Тем временем мы готовились к первому моему выступлению в Нью-Йорке. Оно тоже должно было состояться не то чтобы скоро — в выходные на День Благодарения, но оба мы понимали, что я сразу стану гвоздем сезона, а для меня это означало прыжок на ступеньку вверх. Потому при одной мысли о Нью-Йорке у меня потели ладони. Десять Бостонов с Филадельфиями — все равно не Нью-Йорк. Восемьдесят шесть триумфальных показов в Буффало плюс девяносто три в Трентоне вместе взятые не стоят и одного выхода на нью-йоркскую сцену. Нью-Йорк для каждого артиста вершина, он точка отсчета на карте большого шоу-бизнеса, и сколько ни болтайся по всем другим городам, пока не пройдешь сквозь горнило Бродвея, не покажешь ему, на что способен, ты никто и ничто. Потому Нью-Йорк был у нас оставлен на конец гастролей. Мастер хотел, чтобы я поднабрался опыта, стал закаленным, проверенным в деле бойцом подмостков, который знает, почем фунт лиха, и не оплошает в любой ситуации. Постепенно я и становился бойцом. На двенадцатое октября я выступил сорок четыре раза, был в отличной форме и готов был к дальнейшим подвигам, а до Нью-Йорка еще оставалось больше месяца. Никогда в жизни я не испытывал подобного нетерпения. Нью-Йорк снился мне днем и ночью, и я просто сходил с ума.

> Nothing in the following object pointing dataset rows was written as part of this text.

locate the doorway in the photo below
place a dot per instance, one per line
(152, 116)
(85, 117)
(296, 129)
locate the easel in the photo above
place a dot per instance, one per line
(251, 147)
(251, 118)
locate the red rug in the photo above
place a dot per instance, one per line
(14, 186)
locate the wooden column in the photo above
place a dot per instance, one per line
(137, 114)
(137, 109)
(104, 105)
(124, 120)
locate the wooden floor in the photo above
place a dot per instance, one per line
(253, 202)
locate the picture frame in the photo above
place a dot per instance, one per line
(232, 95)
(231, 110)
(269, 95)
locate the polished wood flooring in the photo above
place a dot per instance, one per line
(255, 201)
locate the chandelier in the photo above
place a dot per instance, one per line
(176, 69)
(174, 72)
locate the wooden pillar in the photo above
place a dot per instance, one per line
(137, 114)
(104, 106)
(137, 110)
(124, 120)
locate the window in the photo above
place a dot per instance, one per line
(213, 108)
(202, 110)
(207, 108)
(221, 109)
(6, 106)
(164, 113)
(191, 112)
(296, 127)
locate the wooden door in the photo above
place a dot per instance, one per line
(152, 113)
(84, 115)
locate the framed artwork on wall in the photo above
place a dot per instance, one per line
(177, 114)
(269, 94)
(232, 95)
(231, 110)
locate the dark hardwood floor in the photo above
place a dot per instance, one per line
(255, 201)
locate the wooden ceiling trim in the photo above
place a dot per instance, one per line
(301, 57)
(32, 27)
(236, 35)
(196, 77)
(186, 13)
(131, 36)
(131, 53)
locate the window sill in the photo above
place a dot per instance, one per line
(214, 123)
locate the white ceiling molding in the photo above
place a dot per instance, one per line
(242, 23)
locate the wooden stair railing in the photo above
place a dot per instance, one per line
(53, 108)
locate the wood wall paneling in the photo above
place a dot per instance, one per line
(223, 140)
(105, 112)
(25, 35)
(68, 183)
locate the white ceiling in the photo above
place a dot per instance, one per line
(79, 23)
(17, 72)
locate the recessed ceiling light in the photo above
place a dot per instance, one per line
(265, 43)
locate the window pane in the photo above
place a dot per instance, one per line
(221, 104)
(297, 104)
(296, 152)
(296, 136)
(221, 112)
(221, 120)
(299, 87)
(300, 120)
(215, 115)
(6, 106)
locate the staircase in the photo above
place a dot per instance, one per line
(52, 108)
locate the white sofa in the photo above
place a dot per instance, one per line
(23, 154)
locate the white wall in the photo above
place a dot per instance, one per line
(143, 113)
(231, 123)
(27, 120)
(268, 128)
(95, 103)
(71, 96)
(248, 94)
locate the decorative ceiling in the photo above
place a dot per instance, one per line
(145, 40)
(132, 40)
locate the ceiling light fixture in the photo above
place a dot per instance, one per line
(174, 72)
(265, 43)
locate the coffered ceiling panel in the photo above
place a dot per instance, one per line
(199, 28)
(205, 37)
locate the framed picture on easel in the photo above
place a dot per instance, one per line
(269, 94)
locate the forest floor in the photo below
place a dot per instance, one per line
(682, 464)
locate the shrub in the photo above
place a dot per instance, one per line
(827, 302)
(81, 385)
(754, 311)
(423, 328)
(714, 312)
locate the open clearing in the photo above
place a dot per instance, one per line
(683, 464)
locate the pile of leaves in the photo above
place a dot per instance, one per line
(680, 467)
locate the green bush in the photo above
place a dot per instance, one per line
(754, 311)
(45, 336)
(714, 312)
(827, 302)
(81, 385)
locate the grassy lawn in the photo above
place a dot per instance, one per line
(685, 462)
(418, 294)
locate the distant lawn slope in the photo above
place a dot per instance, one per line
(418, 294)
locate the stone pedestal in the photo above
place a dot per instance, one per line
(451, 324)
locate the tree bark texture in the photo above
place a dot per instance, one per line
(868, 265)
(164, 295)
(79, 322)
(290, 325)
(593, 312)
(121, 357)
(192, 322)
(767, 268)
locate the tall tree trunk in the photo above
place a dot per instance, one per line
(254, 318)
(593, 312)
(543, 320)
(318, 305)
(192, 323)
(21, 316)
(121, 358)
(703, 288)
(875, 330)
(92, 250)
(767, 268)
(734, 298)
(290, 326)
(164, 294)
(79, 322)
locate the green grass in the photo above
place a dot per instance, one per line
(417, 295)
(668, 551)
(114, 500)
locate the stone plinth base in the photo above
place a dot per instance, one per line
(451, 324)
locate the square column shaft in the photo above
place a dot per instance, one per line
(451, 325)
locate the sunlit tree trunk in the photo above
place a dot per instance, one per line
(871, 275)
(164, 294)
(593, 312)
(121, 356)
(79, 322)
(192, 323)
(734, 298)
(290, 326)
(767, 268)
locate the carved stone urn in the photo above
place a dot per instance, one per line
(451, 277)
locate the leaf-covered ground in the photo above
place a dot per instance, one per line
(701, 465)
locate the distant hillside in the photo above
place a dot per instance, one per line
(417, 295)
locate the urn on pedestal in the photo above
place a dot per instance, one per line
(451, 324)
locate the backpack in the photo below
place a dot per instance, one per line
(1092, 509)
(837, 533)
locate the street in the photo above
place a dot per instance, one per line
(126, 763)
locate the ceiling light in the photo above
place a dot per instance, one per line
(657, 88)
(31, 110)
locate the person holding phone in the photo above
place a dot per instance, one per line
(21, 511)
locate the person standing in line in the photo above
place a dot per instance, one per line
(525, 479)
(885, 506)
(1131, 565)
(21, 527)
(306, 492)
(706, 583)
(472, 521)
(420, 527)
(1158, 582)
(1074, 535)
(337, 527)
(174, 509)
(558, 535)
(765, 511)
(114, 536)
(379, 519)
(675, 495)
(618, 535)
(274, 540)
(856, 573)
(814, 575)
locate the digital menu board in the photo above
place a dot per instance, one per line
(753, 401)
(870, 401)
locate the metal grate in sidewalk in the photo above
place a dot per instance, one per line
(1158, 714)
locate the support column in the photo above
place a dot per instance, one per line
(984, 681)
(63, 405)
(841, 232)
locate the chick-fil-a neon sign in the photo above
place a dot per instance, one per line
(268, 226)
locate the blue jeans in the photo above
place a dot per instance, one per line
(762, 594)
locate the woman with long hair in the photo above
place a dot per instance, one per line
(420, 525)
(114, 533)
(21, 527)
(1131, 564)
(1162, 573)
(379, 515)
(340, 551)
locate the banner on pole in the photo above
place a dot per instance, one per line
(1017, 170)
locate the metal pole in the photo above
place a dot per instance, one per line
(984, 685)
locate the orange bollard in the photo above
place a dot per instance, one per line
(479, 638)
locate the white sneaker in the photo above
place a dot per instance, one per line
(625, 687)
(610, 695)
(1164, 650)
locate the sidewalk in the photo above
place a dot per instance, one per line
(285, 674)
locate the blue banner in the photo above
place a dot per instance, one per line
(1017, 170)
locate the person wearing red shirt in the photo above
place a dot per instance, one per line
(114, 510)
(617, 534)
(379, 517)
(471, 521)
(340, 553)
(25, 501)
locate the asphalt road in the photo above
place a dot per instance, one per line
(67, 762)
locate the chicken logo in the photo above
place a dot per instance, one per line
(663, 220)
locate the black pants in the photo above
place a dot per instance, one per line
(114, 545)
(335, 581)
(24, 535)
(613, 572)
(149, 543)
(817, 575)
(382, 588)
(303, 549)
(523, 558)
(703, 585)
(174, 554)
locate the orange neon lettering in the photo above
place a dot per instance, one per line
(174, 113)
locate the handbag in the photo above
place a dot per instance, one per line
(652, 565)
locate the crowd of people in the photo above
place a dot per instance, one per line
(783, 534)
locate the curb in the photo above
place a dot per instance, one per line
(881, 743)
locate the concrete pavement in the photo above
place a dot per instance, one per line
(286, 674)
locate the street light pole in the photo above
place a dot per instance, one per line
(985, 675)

Тринадцатого и четырнадцатого мы выступали в Ричмонде, пятнадцатого и шестнадцатого в Балтиморе, после чего направились в Скрентон, штат Пенсильвания. Отработал я там неплохо, не хуже, чем в других прочих местах, однако когда все закончилось — едва я поклонился и опустили занавес, — я упал без сознания. До самой последней секунды я чувствовал себя прекрасно, крутил сальто и пируэты с обычной легкостью и нахальством, но едва мои ноги в последний раз коснулись пола, я вдруг будто бы потяжелел разом на десять тысяч фунтов. Я сумел продержаться до конца — сколько требовалось, чтобы улыбнуться, отвесить поклон и дождаться занавеса, а потом колени подогнулись, я сложился пополам и рухнул на дощатый пол. Открыл я глаза спустя пять минут в гримерной — голова все еще кружилась, но слабость, как мне показалось, прошла. Однако стоило подняться, как в ту же секунду меня ослепила пронзительная, дикая головная боль. Я попытался шагнуть, и мир передо мной поплыл, заколыхался, будто живот в танце живота через кривое зеркало. На втором шагу я зашатался. Если бы не мастер, я снова упал бы ничком.